September 30, 2013

236 Melatonin Benefits [30 Sept 2013]

Melatonin is well known as the “sleep hormone” but it does much more than allow us to sleep better.

Melatonin is produced in the pineal gland when the retina of our eyes are no longer exposed to light. Melatonin then tells the brain to go to sleep. After 4-5 hours, production of melatonin stops and the brain returns to wakefulness.

But the benefits of melatonin go far beyond getting a good night’s sleep (although sleep is essential for good health, as I have written previously – # 8, 104, 105). Natasha Turner, ND describes several additional benefits of optimum melatonin levels in a recent Huffington Post blog article.

PMS symptoms are significantly reduced. Research found that low melatonin levels were linked to PMS symptoms. Supplementing with melatonin on days 12-28 of the cycle should improve mood and sleep.

Low melatonin levels are a risk factor for diabetes. The Nurses’ Health Study found that the lowest melatonin levels doubled the risk of diabetes. Another study found that melatonin supplementation increased weight loss without reducing caloric intake. I previously wrote about the connection between sleep and weight (#103). A poor night’s sleep is known to cause sugar cravings on awakening. Melatonin curbs the appetite and increases satiety (feeling full).

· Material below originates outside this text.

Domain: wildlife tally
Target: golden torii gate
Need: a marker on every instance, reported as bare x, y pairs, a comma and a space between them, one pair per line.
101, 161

Low melatonin levels have been linked to several types of headache including migraines. In one study, supplementing with melatonin reduced frequency of headaches by 50% and also decreased their intensity and duration.

Along with melatonin production, thyroid hormone production also declines as we age. An Italian study of menopausal women found that melatonin supplementation significantly improved thyroid function and improved mood and symptoms of depression.

Finally, melatonin has been found to slow the aging process in animal studies. It likely does this by its action against free radicals which are responsible for aging. Melatonin may be the key to looking and feeling younger!

Some of these benefits are no doubt linked to getting better sleep, but others are likely a result of the melatonin itself. Either way, it appears important to ensure that our melatonin levels are adequate which may require supplementation.